The point is, I make a lot of choices in the other direction. There are a lot of things I don't do or haven't done because I have a baby or small child or two or three. So, just this once, this one time, I decided I should get to do something for myself, that I should get to go see my friend sing. I sang in a choir for a long time and have a healthy appreciation for singing, singers, and the concert venue, and I know that in most cases, it would not be appropriate to have a baby along. But, just this once, I chose to go with my instinct that GI would be good (and he was) and make the effort to be there. And I was not disappointed. I'm sorry that she was. I really am. I am sorry if I "spoiled" the whole concert for her because I had the audacity to bring my baby into the house. But given the otherwise positive response I received, I tend to think she was the odd one out.

I firmly believe that mothers have the obligation to their babies to be with them. They need us. It is totally normal, in terms of human nature, for a baby to be with his mother almost all the time for at least the first year or two of life. Granted, I make the exception for working mothers and the occasional night away, but I don't think it's so odd to bring the baby with me pretty much everywhere I go. If that means there are places I can't go, then I know that at some point in the future, my children will be old enough to not be with me, and I'll get to do grownup things again, and I'll appreciate it all the more for having been denied those chances when my children were young.

I don't call these choices "sacrifices," but they are compromises. In an effort to help my children grow up healthy and secure, it is my job to be with them. This means that sometimes I have to make the compromise to choose family-friendly activities for the weekend, even if I would rather do something more "adult." It's not so often that the two are mutually exclusive.
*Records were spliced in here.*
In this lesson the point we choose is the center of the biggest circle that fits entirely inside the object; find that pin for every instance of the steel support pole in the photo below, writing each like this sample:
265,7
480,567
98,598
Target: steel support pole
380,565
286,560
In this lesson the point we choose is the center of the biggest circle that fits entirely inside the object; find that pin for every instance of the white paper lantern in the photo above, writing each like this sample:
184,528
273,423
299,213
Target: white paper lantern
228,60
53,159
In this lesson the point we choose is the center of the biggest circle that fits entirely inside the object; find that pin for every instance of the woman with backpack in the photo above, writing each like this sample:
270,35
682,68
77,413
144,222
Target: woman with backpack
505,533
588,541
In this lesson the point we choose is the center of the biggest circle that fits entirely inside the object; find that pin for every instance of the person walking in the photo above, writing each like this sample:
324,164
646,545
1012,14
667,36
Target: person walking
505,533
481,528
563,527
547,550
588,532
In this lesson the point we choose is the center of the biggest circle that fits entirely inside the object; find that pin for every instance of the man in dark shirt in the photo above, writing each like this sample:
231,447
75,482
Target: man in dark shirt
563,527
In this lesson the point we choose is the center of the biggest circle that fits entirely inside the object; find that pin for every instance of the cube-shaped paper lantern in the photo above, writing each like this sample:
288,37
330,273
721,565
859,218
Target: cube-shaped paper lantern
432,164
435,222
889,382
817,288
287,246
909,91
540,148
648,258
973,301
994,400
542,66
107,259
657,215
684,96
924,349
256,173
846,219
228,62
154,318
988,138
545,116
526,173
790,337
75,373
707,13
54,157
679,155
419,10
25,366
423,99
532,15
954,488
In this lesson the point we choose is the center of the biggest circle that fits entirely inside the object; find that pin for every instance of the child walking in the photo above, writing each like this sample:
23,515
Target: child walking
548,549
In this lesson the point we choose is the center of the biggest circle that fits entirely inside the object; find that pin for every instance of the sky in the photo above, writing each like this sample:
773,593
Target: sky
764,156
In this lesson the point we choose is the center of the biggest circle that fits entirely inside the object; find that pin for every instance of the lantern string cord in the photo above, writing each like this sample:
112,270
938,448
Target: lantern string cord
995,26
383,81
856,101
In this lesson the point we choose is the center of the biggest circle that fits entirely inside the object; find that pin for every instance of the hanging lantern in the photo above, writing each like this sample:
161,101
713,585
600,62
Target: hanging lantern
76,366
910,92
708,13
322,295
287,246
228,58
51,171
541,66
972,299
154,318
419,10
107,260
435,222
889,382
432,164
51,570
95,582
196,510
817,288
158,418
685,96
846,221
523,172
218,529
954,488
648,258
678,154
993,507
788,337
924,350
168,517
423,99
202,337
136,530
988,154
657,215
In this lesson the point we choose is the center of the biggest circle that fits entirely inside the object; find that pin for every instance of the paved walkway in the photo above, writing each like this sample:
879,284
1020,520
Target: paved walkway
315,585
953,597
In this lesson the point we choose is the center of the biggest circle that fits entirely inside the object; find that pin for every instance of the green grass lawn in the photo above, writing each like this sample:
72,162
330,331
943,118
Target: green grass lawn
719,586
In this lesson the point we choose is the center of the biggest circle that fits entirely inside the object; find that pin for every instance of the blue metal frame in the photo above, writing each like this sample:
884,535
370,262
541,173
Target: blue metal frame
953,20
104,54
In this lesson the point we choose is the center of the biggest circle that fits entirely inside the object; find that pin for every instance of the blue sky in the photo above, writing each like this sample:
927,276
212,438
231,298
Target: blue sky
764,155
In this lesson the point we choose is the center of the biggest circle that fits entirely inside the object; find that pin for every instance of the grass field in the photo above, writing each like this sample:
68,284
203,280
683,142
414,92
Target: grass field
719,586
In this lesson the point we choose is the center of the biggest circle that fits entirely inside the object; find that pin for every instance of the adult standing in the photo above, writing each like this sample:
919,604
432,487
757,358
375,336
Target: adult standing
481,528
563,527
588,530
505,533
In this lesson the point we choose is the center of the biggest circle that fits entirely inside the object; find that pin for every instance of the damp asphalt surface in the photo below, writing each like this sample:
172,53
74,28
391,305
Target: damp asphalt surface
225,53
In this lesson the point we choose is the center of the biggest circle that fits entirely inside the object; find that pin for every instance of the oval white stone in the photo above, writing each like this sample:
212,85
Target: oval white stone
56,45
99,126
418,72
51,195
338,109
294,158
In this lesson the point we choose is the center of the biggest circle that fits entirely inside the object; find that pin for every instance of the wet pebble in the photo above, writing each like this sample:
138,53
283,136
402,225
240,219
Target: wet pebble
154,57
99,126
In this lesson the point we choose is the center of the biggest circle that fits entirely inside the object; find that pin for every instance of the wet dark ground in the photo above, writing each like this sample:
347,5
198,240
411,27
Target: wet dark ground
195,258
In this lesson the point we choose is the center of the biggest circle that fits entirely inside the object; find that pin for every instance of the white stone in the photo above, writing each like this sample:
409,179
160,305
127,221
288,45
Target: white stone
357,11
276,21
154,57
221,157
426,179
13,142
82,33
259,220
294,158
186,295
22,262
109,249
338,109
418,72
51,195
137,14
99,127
My tastes do not run to the sophisticated, typically.

So, to that woman, who I am sure is not reading a parenting blog, I'm sorry if you were distracted by my baby and were unable to completely enjoy the concert. I understand how that is. I am not a selfish person, and I am not a stupid person, and I respect that other members of the audience may have found the presence of a baby slightly irritating. I hope that you'll understand that it was a special day for me to get to enjoy this concert, and I hope you'll respect, in turn, that I did my best to keep him from disturbing the singers and the rest of the audience. I'm sure we'll never see each other again or be in the same audience again, and I hope there is absolutely nothing to annoy you at any future concerts that you attend.

And, to my friend who I so enjoyed hearing yesterday, bravo!